In 2010, Mendelsohn published a cookbook named The Good Stuff Cookbook with his sister Micheline Mendelsohn.

==Personal life==

In March 2011, Mendelsohn and the Sixth & I Historic Synagogue began a lunchtime kosher food truck project, an idea inspired by the dearth of kosher delis in Washington. Mendelsohn and his associates featured traditional Jewish staples, like corned beef sandwiches and knishes.

In February 2013, Mendelsohn hosted a celebrity chef beach volleyball tournament at the Food Network South Beach Wine and Food Festival, an annual wine and spirits event showcasing many of the world's top chefs, spirits producers, and culinary personalities. The event is hosted by Florida International University's (FIU) School of Hospitality and Tourism Management.

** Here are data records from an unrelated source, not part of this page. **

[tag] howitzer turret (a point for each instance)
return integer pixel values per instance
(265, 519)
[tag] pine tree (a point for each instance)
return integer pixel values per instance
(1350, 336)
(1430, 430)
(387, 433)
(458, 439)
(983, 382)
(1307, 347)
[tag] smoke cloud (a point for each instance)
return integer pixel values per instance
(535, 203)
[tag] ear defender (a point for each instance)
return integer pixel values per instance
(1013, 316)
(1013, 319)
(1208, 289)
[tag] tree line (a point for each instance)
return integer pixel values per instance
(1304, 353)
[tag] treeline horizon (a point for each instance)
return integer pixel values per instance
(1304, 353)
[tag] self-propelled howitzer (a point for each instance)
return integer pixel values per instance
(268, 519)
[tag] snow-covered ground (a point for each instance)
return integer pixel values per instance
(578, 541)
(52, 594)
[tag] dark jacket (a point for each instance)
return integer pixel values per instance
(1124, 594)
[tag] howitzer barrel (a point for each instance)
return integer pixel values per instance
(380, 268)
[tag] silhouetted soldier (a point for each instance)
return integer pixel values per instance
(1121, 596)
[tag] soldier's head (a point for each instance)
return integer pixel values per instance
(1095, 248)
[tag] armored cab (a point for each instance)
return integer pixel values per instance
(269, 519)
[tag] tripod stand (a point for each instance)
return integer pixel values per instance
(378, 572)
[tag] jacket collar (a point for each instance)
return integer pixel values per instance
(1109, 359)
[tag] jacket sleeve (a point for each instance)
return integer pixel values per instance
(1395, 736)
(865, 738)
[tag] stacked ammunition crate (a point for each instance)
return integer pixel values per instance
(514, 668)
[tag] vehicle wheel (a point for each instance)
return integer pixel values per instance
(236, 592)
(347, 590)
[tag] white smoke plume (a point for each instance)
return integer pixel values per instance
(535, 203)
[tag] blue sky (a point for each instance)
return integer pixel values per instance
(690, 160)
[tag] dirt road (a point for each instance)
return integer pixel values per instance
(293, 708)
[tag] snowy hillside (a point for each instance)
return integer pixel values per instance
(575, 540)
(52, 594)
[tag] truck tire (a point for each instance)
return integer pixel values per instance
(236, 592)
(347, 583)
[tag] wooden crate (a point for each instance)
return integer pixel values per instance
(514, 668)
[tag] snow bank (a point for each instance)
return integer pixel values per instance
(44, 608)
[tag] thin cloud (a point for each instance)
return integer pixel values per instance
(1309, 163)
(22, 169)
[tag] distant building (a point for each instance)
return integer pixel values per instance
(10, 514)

In 2013, Mendelsohn supported Michelle Obama's Let's Move! initiative by featuring a White House Easter Egg Roll.

In 2019, Mendelsohn opened PLNT Burger, a vegan restaurant featuring Beyond Meat, inside Whole Foods Market in Silver Spring, Maryland. In November 2020, PLNT Burger announced major brick-and-mortar expansion plans for 2021.